Une oligarchie divisée traduit en réalité l’absence de conscience de classe et de défense d’un projet commun. Ces acteurs économiques, qui ont consolidé des liens d’affaires avec certains réseaux du pouvoir, ne sont pas uniquement dans une logique de subordination, les réduisant au rôle d’une simple marionnette à la solde d’un clan. Les groupes au sein du pouvoir ont recours à ces businessmen pour conforter leur position. Ali Haddad, qui a fait fortune dans les travaux publics, est apparu comme le principal financeur de la campagne Bouteflika et son représentant au sein du patronat. Ces personnalités sont courtisées dans le cadre du financement des campagnes électorales ou pour remplir une fonction d’intermédiaire dans les relations avec les élites politiques et économiques à l’étranger.
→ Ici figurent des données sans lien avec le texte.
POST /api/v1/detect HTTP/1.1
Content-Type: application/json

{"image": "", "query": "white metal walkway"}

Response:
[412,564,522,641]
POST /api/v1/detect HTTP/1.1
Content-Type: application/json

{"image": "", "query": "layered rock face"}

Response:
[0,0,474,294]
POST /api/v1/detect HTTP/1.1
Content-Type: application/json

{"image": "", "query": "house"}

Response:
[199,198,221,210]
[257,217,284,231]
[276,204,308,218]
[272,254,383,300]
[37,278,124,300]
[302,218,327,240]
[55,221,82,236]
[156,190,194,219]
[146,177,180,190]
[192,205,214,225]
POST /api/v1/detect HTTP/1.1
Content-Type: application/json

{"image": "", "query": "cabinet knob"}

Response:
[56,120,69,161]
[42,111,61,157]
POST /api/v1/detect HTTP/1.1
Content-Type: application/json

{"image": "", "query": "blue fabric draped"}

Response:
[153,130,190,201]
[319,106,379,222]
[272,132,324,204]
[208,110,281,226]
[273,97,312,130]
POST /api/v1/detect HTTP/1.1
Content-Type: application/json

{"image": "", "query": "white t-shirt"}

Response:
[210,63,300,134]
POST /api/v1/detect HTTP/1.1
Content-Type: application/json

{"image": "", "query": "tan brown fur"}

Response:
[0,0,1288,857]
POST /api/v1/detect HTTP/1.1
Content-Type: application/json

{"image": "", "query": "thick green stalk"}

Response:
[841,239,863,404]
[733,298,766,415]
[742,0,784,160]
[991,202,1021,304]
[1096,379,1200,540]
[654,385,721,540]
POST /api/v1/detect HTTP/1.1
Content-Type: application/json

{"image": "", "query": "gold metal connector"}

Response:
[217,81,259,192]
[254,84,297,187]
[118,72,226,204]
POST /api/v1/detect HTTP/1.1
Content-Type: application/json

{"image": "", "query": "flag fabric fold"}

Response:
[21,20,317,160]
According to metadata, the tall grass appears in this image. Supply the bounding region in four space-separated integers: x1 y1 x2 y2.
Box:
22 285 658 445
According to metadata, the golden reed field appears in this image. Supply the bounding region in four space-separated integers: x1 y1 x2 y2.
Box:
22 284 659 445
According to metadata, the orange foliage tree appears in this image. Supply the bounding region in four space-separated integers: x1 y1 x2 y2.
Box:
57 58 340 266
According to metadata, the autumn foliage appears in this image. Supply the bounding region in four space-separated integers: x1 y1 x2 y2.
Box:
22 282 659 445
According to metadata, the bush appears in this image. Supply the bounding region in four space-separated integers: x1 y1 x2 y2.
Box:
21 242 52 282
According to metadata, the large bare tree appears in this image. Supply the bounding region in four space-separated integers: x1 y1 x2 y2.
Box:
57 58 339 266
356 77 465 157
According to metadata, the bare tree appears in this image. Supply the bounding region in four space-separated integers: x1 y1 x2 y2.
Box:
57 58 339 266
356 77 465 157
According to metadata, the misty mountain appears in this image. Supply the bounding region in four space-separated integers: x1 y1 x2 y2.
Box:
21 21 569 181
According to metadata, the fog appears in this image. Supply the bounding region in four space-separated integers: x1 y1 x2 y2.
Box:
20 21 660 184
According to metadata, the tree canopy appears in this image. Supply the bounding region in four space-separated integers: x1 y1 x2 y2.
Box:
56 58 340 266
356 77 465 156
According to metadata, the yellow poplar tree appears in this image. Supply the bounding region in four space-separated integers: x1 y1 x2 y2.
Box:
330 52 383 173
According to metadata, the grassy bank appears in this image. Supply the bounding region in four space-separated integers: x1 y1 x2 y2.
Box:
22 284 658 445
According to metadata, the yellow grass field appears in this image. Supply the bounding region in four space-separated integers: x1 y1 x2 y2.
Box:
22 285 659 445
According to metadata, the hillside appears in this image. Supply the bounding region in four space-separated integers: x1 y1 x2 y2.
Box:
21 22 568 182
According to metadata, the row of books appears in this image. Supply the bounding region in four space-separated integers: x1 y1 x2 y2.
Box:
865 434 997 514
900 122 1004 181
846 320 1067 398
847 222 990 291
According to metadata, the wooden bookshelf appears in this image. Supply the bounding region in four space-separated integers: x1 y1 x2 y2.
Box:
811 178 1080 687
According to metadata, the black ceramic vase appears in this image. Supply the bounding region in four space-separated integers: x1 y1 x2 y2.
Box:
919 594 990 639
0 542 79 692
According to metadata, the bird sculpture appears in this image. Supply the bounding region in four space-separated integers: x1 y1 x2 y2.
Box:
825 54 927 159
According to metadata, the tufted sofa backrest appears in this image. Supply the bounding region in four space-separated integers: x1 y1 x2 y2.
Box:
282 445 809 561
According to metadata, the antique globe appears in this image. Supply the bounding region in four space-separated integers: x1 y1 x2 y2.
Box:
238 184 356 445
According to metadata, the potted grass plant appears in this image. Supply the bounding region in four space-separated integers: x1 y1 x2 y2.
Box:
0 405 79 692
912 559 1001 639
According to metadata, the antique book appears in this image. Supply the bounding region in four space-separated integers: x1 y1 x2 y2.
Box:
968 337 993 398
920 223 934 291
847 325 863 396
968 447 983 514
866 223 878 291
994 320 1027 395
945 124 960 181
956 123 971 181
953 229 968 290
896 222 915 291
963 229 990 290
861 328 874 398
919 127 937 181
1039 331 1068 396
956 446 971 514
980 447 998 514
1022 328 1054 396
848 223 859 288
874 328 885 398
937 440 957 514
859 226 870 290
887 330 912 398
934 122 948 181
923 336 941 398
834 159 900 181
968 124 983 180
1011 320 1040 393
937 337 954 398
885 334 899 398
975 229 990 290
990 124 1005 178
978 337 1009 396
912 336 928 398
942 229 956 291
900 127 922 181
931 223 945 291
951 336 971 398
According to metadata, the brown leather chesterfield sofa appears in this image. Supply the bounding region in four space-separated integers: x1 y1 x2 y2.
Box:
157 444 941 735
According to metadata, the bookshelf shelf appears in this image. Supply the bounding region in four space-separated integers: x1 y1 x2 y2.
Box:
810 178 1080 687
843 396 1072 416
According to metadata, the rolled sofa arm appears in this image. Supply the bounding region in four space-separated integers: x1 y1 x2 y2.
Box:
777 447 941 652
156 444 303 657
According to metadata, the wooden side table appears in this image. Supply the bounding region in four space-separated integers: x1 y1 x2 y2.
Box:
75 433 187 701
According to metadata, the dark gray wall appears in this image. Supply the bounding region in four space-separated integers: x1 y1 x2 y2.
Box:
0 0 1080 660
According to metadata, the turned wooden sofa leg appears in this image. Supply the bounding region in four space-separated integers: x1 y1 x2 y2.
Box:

Les relations reposent donc sur une convergence mutuelle d’intérêts. Cercles de pouvoir et d’affaires demeurent très imbriqués dès lors que la relation ne fait pas peser d’incertitude sur les intérêts du pouvoir (logique concurrentielle entre clans). Le jeu d’influence des hommes d’affaires, à distance des décisions politiques stratégiques, n’entrave pas la toute-puissance économique de l’État. L’ascension fulgurante et la déchéance du milliardaire Rafik Kahlifa, condamné à la prison à perpétuité, éclairent la nécessité pour ces oligarques de rester dans les bonnes grâces du pouvoir. S’il y a bien une tentation de la caste des grands patrons d’investir le champ politique ou de l’influencer durablement, il revient au système politique algérien de les assimiler ou de les écarter. Une évolution structurelle, dans laquelle l’État resterait confiné dans un rôle régulateur, laissant le champ économique à l’initiative des investisseurs privés, semble encore bloquée.